The challenge is to determine whether two given strings are isomorphic efficiently.
Brute Force Approach
import java.util.HashMap;
import java.util.HashSet;
public class Solution {
public boolean isIsomorphic(String s, String t) {
for (int i = 0; i < s.length(); i++) {
for (int j = i + 1; j < s.length(); j++) {
if ((s.charAt(i) == s.charAt(j)) != (t.charAt(i) == t.charAt(j))) {
return false;
}
}
}
return true;
}
}• Compare every pair of indices in both strings to ensure that corresponding characters in s and t map consistently.

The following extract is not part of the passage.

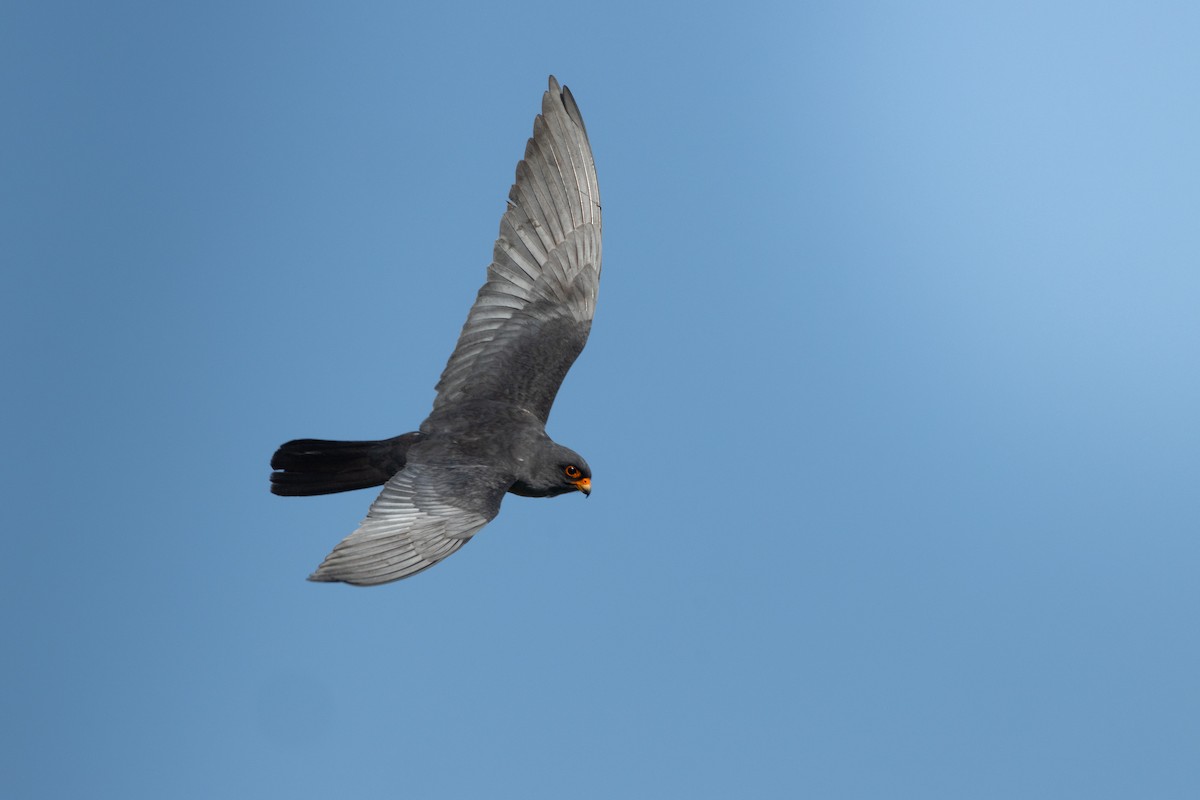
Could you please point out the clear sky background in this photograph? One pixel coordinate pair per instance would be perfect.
(892, 401)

• If mismatched mappings are found, return false.
Optimized Approach
Algorithm: Using Two Arrays for Mapping
• Use two arrays (mapS and mapT) to keep track of mappings between characters of s and t.

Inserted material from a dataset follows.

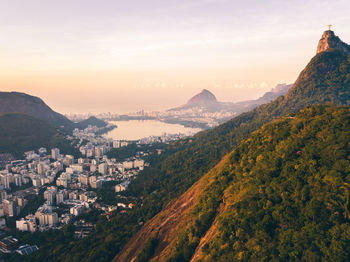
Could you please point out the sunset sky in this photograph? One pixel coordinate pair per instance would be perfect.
(121, 56)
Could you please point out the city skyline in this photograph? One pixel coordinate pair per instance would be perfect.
(85, 56)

• Each array has a size of 256 (for ASCII values) to store the last seen position of each character.
• If the last seen positions of a character in s and its corresponding character in t differ, the strings are not isomorphic.
public class Solution {
public boolean isIsomorphic(String s, String t) {
// Arrays to track character mappings
int[] mapS = new int[256];
int[] mapT = new int[256];
// Traverse both strings
for (int i = 0; i < s.length(); i++) {
char charS = s.charAt(i);
char charT = t.charAt(i);
// Check if mappings are inconsistent
if (mapS[charS] != mapT[charT]) {
return false;
}
// Update mapping positions
mapS[charS] = i + 1;
mapT[charT] = i + 1;
}
return true;
}
}Line-By-Line Explanation
Step 1: Declaring the Arrays
int[] mapS = new int[256];
int[] mapT = new int[256];• Creates two arrays, mapS and mapT, of size 256 to represent mappings for all possible ASCII characters.
• Each index in the arrays corresponds to a character’s ASCII value. For example, mapS[‘a’] stores data related to the character ‘a’.
• These arrays keep track of the last seen position of each character in s and t.
• The use of arrays ensures constant-time access for each character.
Step 2: Iterating Through the Strings
for (int i = 0; i < s.length(); i++) {
char charS = s.charAt(i);
char charT = t.charAt(i);• Processes the strings iteratively, which is simple and avoids recursion overhead.
• The use of indices ensures clarity and minimizes potential off-by-one errors.
Step 3: Checking for Mapping Inconsistencies
if (mapS[charS] != mapT[charT]) {
return false;
}- To ensure a one-to-one correspondence between characters in s and t. If the mapping for any character pair is inconsistent, the strings cannot be isomorphic.
Step 5: Updating the Mapping
mapS[charS] = i + 1;
mapT[charT] = i + 1;• To keep track of when each character was last seen in the strings.
• By ensuring that the mapping is updated on every character comparison, the algorithm ensures consistency throughout the strings.
Why This Code Works
The code works because it ensures that:
• Each character in s maps to exactly one character in t.
• Each character in t maps to exactly one character in s.
By leveraging arrays for constant-time mapping checks and updates, the code efficiently validates the one-to-one correspondence required for isomorphic strings.